Thrashed with a feather duster

News from Suffolk where the Royal Town Planning Institute has rejected a complaint against consultants Nathaniel Lichfield Partners made by locals opposing plans for a new Tesco supermarket.

As reported previously, Nathaniel Lichfield has once more been under the spotlight for its curious habit of running with the hare and hunting with the hounds, or to put it another way, helping the large supermarkets with planning applications while advising local planning authorities on...erm...supermarket planning applications.

The results of this cosy collaboration can be seen all over Britain, with council planners being advised by NLP that even small market towns can comfortably accommodate a couple of supermarkets. It will sometimes concede that the arrival of a Tesco, Sainsbury's, etc. will hit local businesses, but argue that they were over-trading anyway.

NLP is a prominent member of the Royal Town Planning Institute which regulates the activities of its members. Needless to say, the Institute rejected a complaint that NLP had a conflict of interest, but suggested that the firm might in future want to stop talking about working for Tesco's and "consider further demarcations" between its public and private sector work.

Or in slighlty plainer language, it's OK to work for Tesco's and the others as well as local authorities. Just don't tell the public you are doing it.

Oh, and it would be awfully kind of you to think about creating a Chinese wall to ensure that the same staff don't work on both sides of the fence. We know that you have been telling all and sundry that you have some such wall in place, but we're not really convinced that you do. Could you do something about it before we get any more tiresome complaints in from busybody members of the public?

In a nutshell, then, the RTPI is not going to do anything about this scandalous state of affairs, and NLP will carry on with the business of making money.

Outside the cosy world of council planning departments, developers and extremely highly paid consultants where everyone knows everyone, public confidence in the planning system is at rock bottom and has been for a long time.

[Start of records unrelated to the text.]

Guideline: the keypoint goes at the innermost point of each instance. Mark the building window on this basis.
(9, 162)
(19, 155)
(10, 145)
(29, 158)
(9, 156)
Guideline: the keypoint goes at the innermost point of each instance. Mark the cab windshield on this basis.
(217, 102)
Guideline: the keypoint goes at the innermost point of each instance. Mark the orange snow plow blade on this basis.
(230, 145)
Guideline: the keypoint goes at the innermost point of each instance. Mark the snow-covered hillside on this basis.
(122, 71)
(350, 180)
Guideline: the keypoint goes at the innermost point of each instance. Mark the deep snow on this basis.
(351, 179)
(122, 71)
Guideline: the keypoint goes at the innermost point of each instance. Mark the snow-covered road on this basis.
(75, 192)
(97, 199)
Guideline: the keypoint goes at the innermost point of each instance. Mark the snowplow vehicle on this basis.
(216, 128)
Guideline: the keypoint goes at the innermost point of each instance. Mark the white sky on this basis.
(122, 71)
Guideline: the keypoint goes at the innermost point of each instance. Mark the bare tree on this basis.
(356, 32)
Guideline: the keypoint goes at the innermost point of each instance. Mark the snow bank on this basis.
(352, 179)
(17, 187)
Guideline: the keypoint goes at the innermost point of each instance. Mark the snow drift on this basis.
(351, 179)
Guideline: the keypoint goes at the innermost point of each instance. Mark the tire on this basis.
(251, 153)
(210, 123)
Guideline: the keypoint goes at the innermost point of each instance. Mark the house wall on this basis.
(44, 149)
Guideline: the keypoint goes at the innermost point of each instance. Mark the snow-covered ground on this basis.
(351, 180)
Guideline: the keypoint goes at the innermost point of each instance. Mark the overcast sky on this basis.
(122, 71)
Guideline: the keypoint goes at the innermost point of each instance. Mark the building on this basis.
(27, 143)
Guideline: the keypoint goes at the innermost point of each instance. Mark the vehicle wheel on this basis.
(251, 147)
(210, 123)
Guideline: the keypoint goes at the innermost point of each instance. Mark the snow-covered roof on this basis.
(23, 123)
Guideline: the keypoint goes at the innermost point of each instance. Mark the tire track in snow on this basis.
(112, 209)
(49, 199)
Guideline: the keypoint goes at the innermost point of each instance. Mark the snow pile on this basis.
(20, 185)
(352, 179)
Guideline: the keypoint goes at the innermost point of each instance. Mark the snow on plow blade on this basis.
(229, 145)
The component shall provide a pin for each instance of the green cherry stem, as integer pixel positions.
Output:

Westminster, or in the case of Wales the Senedd, could make a start by insisting that local authorities use properly regulated and truly independent consultants who do not depend on the supermarkets or large developers for a significant chunk of their business.



2 comments:

Anonymous said...

what exactly is 'over-trading'? Does it mean that too many people are shopping locally and depriving the poor supermarkets of their money?

Cneifiwr said...

Over trading is a very subjective term. Basically what happens is that companies like NLP will estimate a shop's turnover (often wrongly) and then calculate sales per square foot. They then say that shops of this kind should normally expect to be trading at a rate of x per square foot, and so on that basis, the shop is over-trading and can afford to lose business to a Tesco, Sainsbury's, etc.

The fact that sales per square foot at Tesco's are far higher than most independent retailers does not matter. That is normal and acceptable in the consultants' view.

This has been going on for a long time, and it stinks.